Take your assessed value and deduct any exemptions for which you are entitled to determine the taxable value of your property. The taxable value is multiplied by the total of any millage rates that apply.
Deduct Any Exemptions You Qualify For
Certain demographics are usually excused from paying property taxes in most locations. The exemptions are an effort to help homeowners pay their property taxes. In rare circumstances, it may even be possible to remove property taxes entirely.
The following are the most popular property tax exemptions; however, you should check with your local government to see what options you have.
Homestead Exemption
Most localities provide a homestead exemption or a tax break if you live on the property full-time. If you utilize the house as a vacation or investment property, you will not be eligible for this exemption.
Senior Citizen Exemption
Many communities provide a senior citizen exemption, which either reduces or freezes real estate taxes at a certain rate. To qualify, you must be a certain age and reside in the home full-time. This is particularly useful if you are on a fixed income.
Religious Exemptions
Your property may be excluded from real estate taxes if it is a church, religious, or charitable organization.

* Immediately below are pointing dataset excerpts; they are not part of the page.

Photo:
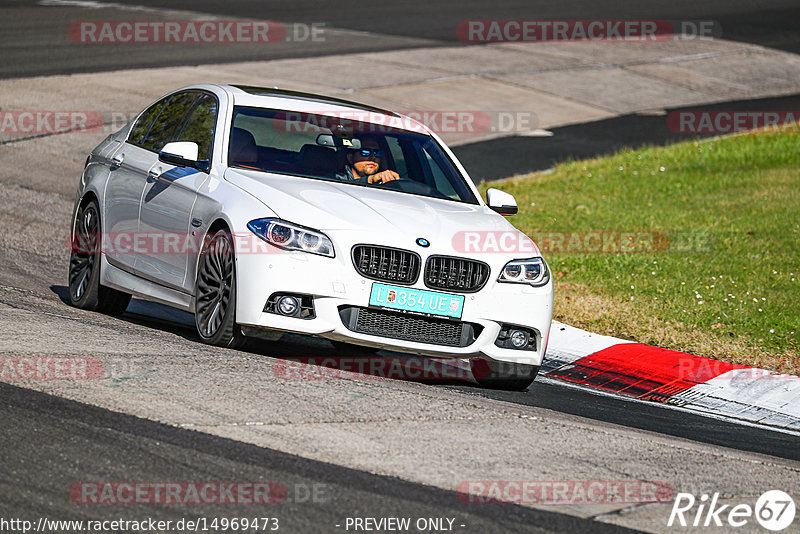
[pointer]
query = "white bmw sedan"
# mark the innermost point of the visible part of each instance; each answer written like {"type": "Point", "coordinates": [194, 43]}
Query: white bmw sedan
{"type": "Point", "coordinates": [264, 211]}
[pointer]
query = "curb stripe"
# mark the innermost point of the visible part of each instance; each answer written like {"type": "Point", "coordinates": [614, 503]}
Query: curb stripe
{"type": "Point", "coordinates": [642, 371]}
{"type": "Point", "coordinates": [696, 383]}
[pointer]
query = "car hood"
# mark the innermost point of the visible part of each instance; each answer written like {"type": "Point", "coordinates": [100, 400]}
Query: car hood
{"type": "Point", "coordinates": [329, 206]}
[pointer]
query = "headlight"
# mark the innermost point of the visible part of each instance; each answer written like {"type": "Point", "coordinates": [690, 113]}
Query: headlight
{"type": "Point", "coordinates": [292, 236]}
{"type": "Point", "coordinates": [533, 271]}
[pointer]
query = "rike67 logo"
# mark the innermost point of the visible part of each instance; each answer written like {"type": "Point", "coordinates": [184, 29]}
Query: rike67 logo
{"type": "Point", "coordinates": [774, 510]}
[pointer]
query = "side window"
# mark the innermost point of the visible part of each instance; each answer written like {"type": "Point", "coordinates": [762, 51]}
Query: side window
{"type": "Point", "coordinates": [142, 126]}
{"type": "Point", "coordinates": [442, 183]}
{"type": "Point", "coordinates": [199, 127]}
{"type": "Point", "coordinates": [168, 121]}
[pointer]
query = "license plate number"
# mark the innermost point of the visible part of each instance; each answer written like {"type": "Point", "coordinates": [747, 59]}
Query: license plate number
{"type": "Point", "coordinates": [416, 300]}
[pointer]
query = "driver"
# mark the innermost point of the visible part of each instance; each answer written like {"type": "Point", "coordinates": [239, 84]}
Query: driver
{"type": "Point", "coordinates": [363, 164]}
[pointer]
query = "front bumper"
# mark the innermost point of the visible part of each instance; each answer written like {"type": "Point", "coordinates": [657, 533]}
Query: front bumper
{"type": "Point", "coordinates": [335, 286]}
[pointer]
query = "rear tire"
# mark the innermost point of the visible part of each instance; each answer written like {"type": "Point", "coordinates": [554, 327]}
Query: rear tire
{"type": "Point", "coordinates": [503, 375]}
{"type": "Point", "coordinates": [85, 290]}
{"type": "Point", "coordinates": [215, 293]}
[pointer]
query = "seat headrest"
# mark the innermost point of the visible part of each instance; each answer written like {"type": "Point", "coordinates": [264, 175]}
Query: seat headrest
{"type": "Point", "coordinates": [318, 159]}
{"type": "Point", "coordinates": [243, 147]}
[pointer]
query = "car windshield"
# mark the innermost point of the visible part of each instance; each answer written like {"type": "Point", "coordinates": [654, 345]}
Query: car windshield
{"type": "Point", "coordinates": [346, 150]}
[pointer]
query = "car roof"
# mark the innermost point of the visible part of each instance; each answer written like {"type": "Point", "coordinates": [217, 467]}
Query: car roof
{"type": "Point", "coordinates": [285, 99]}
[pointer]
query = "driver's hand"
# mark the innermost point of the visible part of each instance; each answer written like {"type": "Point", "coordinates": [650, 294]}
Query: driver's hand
{"type": "Point", "coordinates": [383, 177]}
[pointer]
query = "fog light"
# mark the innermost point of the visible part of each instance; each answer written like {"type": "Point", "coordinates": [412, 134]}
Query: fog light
{"type": "Point", "coordinates": [288, 305]}
{"type": "Point", "coordinates": [518, 339]}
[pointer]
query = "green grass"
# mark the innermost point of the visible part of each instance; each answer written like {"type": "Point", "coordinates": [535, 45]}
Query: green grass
{"type": "Point", "coordinates": [724, 279]}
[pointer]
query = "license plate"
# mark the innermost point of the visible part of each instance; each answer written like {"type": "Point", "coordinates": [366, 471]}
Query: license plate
{"type": "Point", "coordinates": [416, 300]}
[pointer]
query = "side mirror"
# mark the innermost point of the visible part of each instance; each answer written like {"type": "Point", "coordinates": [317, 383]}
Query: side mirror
{"type": "Point", "coordinates": [501, 202]}
{"type": "Point", "coordinates": [183, 154]}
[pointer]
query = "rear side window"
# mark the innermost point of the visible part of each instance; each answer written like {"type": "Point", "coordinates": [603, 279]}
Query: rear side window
{"type": "Point", "coordinates": [169, 121]}
{"type": "Point", "coordinates": [199, 127]}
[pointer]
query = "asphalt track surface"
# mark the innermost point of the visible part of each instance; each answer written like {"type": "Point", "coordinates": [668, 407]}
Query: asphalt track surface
{"type": "Point", "coordinates": [70, 442]}
{"type": "Point", "coordinates": [49, 442]}
{"type": "Point", "coordinates": [34, 37]}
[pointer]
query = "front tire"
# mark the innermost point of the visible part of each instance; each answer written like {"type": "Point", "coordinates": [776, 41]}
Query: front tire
{"type": "Point", "coordinates": [215, 293]}
{"type": "Point", "coordinates": [85, 290]}
{"type": "Point", "coordinates": [503, 375]}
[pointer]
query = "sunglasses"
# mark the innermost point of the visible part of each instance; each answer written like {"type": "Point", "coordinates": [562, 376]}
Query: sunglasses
{"type": "Point", "coordinates": [367, 152]}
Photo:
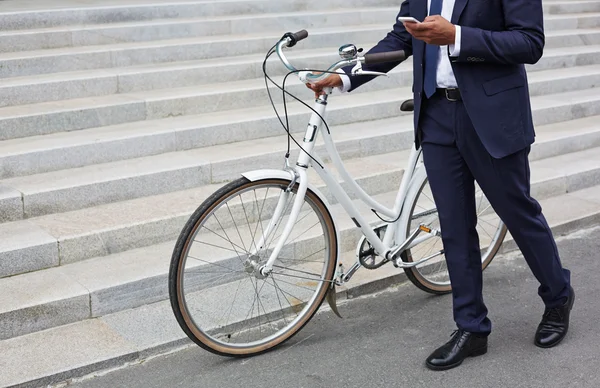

Exemptions for Homeowners with Disabilities
If you are a handicapped homeowner (veteran or not), you may be qualified for an exemption that lowers or eliminates your tax payment. Depending on the degree of your handicap, each government has distinct laws and exemptions.
How To Pay Property Tax
Property tax payment procedures might vary depending on where you live. On a monthly basis, some homeowners pay more than the minimum required by their mortgage. That sum is held in escrow by the lender until it is time to make a mandatory payment to the government on the homeowner’s behalf.
An escrow account is a separate account established with your mortgage lender or servicer. Property tax payments for the next year will be calculated by your servicer and divided into 12 equal installments, which will be added to your monthly mortgage payment. Your lender will keep that money in an escrow account and pay your taxes on your behalf.
Other people make yearly, quarterly, semiannual, or monthly payments directly to the county government on their property tax bill. How often you must make tax payments is determined by the method used by your county.
What If I Disagree With My Property Tax Bill?
You may file an appeal against your property tax bill if you disagree with the amount. However, you may only appeal the assessed value or a denied exemption. You won’t be able to negotiate the mill rates. They are the same throughout the area.
Appeals processes vary greatly depending on where you are. Some jurisdictions only accept appeals in writing, while others insist on a personal appearance. Many of them also have deadlines by which appeals must be submitted. To learn the specifics of the processes in your region, visit the webpage for your local municipality.
What If I Don’t Pay My Real Estate Taxes?
Property taxes, like income taxes, are non-negotiable, which means they must be paid. If you don’t, you might face mortgage liens or foreclosure.
A mortgage lien is a claim on your property until you pay your liability, in this example, property taxes. If you fail to pay your taxes, the county may levy a lien on your property. This implies that unless you satisfied the lien before selling the house, they have first claim to the money when you sell it.
If you wait too long to pay past-due taxes, a mortgage debt might become a foreclosure. In a foreclosure, you lose your house to the county, which takes the share of the taxes owing to them.